Rosa Charlene Creger (December 24, 1918 – January 1, 2005) was a WASP pilot during World War II, and became the Chief of the Anesthesia Department at Earl K. Long Hospital in Baton Rouge, Louisiana after the war.

==Early life==
Creger was born on December 24, 1918, to Charles and Rosa Creger, in Noble, Oklahoma. She was the fourth of six children and graduated from high school in Norman, Oklahoma, afterwards she worked as a professional dancer for Catherine Duffy's Productions in Oklahoma City, continuing on to become a professional model for Kickerknick Lingerie with plans to become a designer. Her first flight was with renowned aviator Wiley Post in 1927 when she was eight years old as part of a contest to collect bread wrappers.

==Military service==
Creger received her WASP flight training at Avenger Field in Sweetwater, Texas, and graduated in the final WASP class (44-W-10) in W 10-Flight I on December 7, 1944. She began her training in class 44-W-8, but was held back due to illness. Because there were no medical facilities at the training location in Sweetwater, Creger was transferred—along with trainees Mary Shaw and Laura Rutledge—to the hospital at Big Spring Army Air Field, under the care of Dr. Weldon W. Stephen. Creger later used this experience to help in lobbying for militarization of women who served as WASPs so that they could gain veteran benefits, which was granted on November 23, 1977 after a unanimous Senate vote.

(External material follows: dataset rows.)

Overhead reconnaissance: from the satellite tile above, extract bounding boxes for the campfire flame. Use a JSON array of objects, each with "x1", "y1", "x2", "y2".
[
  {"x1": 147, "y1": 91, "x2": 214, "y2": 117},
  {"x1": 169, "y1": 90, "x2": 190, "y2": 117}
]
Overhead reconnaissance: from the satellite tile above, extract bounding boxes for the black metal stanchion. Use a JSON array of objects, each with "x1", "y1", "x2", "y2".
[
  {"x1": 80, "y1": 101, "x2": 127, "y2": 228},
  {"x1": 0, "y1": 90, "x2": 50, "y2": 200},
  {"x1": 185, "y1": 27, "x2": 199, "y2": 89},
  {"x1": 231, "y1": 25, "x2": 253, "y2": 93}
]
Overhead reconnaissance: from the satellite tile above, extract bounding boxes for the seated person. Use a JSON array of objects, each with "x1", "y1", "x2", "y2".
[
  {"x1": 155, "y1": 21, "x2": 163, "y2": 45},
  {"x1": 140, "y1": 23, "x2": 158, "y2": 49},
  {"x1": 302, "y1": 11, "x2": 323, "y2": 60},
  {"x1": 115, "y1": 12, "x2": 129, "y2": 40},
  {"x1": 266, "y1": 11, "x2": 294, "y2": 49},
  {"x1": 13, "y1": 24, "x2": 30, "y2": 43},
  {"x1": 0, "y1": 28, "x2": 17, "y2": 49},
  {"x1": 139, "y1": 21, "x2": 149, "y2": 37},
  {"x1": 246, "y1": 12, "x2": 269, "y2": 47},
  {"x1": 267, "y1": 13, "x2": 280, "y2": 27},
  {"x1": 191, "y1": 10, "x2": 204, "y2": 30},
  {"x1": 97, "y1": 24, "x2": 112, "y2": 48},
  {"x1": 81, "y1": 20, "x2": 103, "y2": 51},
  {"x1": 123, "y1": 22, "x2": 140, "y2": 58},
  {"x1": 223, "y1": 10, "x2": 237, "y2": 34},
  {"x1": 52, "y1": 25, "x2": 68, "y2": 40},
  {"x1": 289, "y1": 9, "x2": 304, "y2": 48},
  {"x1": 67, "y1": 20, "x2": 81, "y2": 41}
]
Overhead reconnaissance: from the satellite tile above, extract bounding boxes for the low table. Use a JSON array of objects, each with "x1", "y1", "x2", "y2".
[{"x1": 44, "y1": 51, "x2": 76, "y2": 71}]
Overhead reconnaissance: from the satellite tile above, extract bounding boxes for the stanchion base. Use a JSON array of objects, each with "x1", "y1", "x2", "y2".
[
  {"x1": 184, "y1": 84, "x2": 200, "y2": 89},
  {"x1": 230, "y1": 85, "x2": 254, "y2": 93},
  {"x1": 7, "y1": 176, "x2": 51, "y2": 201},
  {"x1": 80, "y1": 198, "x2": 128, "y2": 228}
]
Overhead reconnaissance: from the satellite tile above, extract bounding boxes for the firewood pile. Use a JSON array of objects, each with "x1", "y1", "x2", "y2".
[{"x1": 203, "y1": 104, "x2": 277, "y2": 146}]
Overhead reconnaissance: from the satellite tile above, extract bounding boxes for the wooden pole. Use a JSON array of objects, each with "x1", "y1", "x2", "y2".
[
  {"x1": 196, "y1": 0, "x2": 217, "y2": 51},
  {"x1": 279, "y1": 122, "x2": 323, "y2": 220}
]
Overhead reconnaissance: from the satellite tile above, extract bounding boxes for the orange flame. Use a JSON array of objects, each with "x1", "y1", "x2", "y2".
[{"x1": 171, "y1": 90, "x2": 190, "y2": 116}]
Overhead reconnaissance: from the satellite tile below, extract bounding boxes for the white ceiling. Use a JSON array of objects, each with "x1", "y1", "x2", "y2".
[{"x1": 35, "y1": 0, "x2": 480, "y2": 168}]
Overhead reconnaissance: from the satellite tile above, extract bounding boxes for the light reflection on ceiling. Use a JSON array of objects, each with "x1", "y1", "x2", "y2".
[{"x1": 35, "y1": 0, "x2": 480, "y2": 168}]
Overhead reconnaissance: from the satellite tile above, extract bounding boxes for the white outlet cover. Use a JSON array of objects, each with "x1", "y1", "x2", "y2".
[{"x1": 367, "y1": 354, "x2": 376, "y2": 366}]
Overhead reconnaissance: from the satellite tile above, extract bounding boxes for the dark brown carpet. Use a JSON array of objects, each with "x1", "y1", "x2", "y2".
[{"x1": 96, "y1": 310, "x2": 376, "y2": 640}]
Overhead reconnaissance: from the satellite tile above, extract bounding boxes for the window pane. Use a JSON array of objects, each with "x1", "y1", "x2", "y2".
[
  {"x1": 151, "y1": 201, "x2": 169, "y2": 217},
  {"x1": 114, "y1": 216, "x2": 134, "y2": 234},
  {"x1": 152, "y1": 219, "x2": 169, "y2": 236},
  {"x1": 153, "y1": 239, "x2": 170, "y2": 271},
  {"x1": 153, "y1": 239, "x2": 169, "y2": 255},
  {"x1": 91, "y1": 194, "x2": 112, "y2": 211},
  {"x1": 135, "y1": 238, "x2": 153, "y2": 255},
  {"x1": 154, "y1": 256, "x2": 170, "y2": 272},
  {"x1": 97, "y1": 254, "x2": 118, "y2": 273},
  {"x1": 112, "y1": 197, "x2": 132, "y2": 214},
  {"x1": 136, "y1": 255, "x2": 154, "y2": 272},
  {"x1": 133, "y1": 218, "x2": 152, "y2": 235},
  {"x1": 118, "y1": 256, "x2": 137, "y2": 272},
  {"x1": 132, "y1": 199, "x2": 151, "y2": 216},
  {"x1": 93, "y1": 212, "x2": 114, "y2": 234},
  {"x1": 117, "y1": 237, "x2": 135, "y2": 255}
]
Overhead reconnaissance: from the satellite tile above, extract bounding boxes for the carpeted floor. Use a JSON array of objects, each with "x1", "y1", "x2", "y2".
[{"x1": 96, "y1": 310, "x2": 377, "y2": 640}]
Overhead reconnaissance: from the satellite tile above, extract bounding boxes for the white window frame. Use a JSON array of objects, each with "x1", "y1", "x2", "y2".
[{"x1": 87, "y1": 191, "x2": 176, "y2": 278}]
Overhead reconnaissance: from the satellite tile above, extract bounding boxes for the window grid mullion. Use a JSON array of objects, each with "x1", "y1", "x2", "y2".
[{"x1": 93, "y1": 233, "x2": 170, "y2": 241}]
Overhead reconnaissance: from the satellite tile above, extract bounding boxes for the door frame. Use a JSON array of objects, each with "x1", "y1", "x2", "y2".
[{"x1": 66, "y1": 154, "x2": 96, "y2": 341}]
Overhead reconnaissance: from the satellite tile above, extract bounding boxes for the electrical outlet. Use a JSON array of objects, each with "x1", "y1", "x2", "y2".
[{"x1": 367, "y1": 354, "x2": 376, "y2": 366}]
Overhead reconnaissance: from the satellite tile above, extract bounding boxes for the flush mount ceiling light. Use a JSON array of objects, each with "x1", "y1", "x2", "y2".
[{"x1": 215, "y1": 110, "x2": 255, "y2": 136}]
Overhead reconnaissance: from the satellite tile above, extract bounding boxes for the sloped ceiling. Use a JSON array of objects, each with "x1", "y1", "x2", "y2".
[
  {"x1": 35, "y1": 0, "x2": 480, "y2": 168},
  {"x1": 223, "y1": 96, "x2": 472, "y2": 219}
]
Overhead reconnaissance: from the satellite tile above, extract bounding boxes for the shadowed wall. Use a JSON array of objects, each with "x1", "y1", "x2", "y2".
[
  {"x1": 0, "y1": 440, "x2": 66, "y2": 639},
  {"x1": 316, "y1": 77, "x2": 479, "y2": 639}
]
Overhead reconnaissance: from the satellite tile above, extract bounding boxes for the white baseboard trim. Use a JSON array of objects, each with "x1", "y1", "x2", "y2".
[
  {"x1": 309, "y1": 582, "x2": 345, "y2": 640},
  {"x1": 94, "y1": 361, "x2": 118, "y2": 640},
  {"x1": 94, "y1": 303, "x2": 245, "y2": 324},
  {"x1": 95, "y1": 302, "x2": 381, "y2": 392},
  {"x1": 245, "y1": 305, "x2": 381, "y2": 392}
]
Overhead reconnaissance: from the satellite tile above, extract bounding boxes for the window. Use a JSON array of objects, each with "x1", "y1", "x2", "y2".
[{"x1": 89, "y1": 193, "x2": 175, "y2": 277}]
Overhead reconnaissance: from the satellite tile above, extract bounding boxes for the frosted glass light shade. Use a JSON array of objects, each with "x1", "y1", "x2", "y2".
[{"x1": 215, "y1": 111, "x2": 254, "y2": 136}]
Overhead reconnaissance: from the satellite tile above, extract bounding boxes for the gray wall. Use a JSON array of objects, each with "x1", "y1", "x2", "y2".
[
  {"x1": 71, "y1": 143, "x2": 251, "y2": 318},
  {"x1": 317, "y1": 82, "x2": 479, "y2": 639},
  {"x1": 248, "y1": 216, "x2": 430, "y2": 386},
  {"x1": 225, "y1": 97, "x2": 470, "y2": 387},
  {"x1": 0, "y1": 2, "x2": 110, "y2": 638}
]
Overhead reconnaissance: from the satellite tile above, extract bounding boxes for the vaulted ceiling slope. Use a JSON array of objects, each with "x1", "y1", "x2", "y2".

During World War II she served as a pilot and an engineering test pilot at Waco Army Air Field. Retired U.S. Air Force Col. Steve dePyssler remembered Creger as a pilot for "every type of aircraft there was" and "She flew B-17's, B-24's -- everything." After World War II the WASPs were disbanded and Creger entered nursing school and continued to serve during the Korean War.